O projeto prevêa a instalação de um cine-teatro de convenções no Duarte Coelho. “Teremos palco, camarim e estrutura para eventos e apresentações teatrais”, diz o secretário de Cultura de Olinda, Lucilo Varejão. Em 1998, a Prefeitura de Olinda chegou a iniciar uma obra de requalificação no local, mas teve que interrompê-la por falta de recursos. A gestão municipal, então, recebeu R$ 700 mil do Governo Federal para recuperar o imóvel. Três anos depois, uma CPI foi aberta para investigar a ex-prefeita e possíveis desvios de verba. A investigação, tal como as obras, não foi concluída. Os poucos equipamentos então colocados no cinema foram saqueados.

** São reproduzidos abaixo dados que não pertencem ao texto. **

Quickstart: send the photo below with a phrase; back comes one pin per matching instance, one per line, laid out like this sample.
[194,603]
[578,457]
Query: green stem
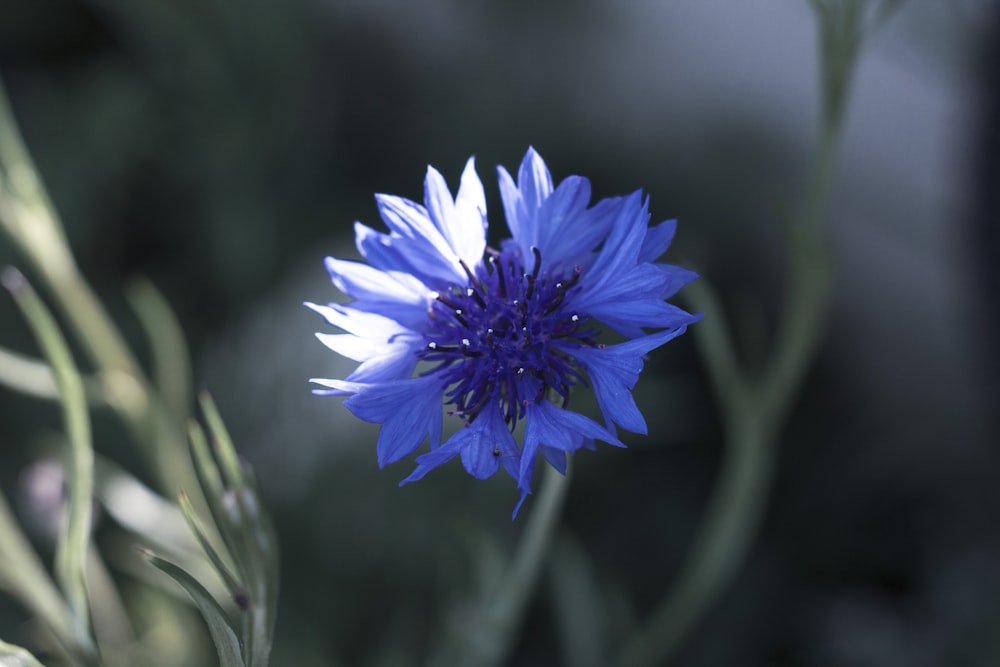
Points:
[491,639]
[755,411]
[73,543]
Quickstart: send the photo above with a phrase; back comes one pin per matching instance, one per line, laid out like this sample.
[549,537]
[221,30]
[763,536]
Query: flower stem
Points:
[491,639]
[755,410]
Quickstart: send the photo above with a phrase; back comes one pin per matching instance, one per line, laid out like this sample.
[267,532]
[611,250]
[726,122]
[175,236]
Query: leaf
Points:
[226,641]
[15,656]
[218,562]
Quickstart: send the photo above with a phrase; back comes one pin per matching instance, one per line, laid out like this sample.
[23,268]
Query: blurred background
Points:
[223,149]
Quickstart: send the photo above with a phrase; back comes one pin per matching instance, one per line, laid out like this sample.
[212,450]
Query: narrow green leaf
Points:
[15,656]
[171,361]
[71,546]
[223,447]
[218,561]
[24,577]
[226,641]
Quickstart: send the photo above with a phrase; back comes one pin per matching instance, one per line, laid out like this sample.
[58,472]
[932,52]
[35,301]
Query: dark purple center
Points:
[491,339]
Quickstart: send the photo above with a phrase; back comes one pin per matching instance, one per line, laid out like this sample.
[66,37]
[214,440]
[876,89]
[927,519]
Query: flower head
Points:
[501,336]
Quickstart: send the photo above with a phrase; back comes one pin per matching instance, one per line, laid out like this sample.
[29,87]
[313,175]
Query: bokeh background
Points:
[223,148]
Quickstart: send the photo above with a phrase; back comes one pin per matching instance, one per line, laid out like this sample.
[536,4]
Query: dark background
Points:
[223,149]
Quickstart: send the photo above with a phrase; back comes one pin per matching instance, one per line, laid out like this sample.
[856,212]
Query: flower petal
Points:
[613,372]
[555,428]
[658,239]
[408,410]
[483,445]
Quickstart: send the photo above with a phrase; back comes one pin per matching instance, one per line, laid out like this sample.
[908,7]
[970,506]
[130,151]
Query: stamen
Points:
[500,277]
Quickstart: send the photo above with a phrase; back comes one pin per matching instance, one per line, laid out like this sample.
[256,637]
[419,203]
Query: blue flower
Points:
[501,336]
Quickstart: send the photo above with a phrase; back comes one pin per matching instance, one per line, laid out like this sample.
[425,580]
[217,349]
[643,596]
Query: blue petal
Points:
[462,221]
[385,349]
[391,293]
[408,410]
[412,222]
[620,251]
[484,445]
[553,427]
[392,252]
[522,201]
[613,372]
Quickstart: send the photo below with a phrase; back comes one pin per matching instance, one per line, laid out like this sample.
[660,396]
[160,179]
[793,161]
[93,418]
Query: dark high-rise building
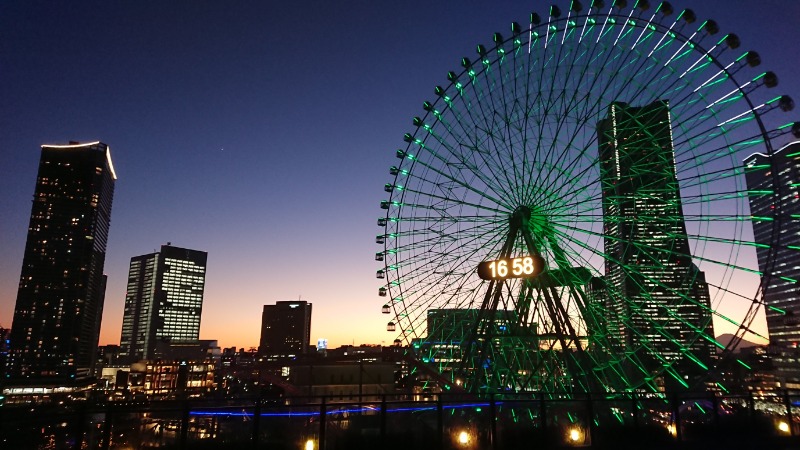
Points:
[652,285]
[163,302]
[285,329]
[773,184]
[61,289]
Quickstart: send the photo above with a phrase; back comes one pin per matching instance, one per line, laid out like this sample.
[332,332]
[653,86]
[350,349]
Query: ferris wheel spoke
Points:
[643,269]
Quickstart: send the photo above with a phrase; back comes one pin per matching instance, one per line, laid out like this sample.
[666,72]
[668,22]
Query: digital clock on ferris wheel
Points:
[505,268]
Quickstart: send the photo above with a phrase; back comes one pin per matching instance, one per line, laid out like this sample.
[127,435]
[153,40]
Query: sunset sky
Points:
[260,132]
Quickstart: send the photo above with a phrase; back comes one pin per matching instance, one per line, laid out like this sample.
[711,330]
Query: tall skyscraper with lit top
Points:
[773,184]
[285,329]
[59,305]
[652,284]
[163,302]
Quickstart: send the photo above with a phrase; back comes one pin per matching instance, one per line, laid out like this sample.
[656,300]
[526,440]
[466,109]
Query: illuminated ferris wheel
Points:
[571,213]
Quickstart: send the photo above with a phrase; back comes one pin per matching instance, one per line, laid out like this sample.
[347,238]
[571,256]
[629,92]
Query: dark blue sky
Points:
[260,132]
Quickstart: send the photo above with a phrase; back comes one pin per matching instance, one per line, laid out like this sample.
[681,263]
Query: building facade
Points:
[164,301]
[657,301]
[773,184]
[285,329]
[59,305]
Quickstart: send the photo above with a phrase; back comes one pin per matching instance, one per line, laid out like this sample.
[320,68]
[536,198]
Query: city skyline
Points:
[266,144]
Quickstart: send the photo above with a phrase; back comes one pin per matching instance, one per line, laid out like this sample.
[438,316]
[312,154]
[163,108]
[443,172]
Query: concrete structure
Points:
[61,292]
[164,301]
[773,183]
[285,329]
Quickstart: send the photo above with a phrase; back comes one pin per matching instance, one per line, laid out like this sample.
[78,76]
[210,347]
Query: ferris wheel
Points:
[571,212]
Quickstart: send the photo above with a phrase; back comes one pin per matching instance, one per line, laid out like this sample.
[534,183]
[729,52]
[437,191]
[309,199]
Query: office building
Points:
[164,301]
[59,304]
[657,300]
[285,329]
[773,183]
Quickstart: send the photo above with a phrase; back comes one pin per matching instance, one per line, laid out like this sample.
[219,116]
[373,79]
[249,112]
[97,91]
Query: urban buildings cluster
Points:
[52,346]
[51,350]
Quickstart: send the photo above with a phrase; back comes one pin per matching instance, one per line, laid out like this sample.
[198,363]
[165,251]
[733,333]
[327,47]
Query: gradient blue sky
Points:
[258,131]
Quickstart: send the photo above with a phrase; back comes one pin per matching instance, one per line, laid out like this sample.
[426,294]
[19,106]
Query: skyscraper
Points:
[653,286]
[773,184]
[61,289]
[163,302]
[285,329]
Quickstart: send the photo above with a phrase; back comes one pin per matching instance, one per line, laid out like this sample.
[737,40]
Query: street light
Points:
[463,438]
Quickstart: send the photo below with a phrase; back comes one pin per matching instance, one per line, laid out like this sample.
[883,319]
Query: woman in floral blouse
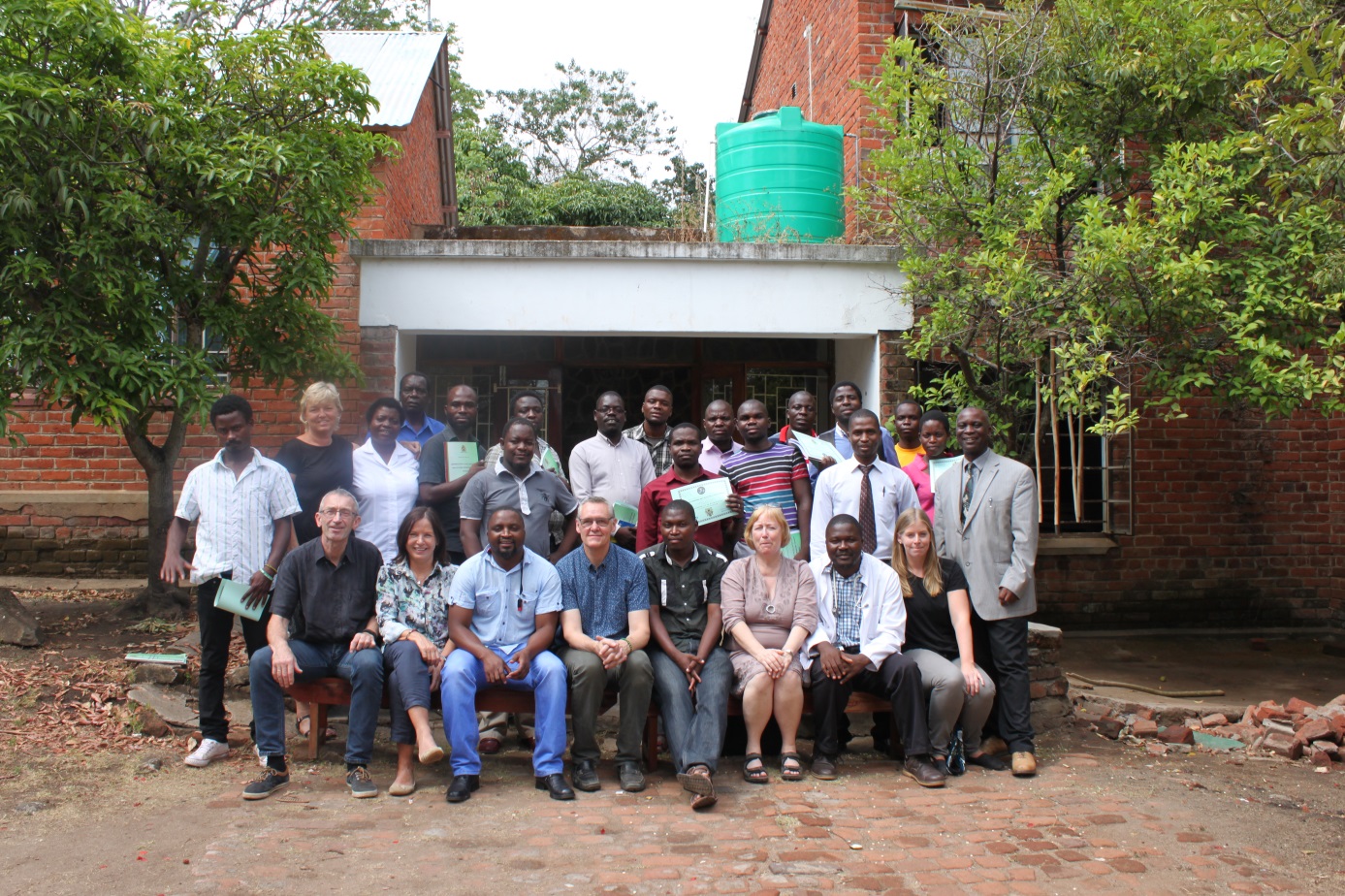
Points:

Apesar dos cortes gigantescos no Orçamento Geral da União anunciados pelo Governo Federal há um ano, não houve informação oficial de que o programa de recuperação do patrimônio histórico brasileiro sofreria redução. Mas o fato de o Ministério do Planejamento ter passado um ano apenas para concluir, há duas semanas, a análise do projeto de reforma enviado pela Prefeitura de Olinda leva a crer que a disponibilidade orçamentária já não é a mesma. "Além de ter levado um ano apenas para analisar o projeto e sua documentação, o Ministério tem por hábito pedir atualização de orçamento. Se isso ocorrer, o prazo pode ir se estendendo para muito além do esperado", diz a secreátria municipal Claudia Rodrigues. Olinda, enfim, ainda não sabe quando voltará a ter um de seus cinemas funcionando. A última projeção de um filme num cinema da cidade histórica aconteceu ainda nos anos 1980.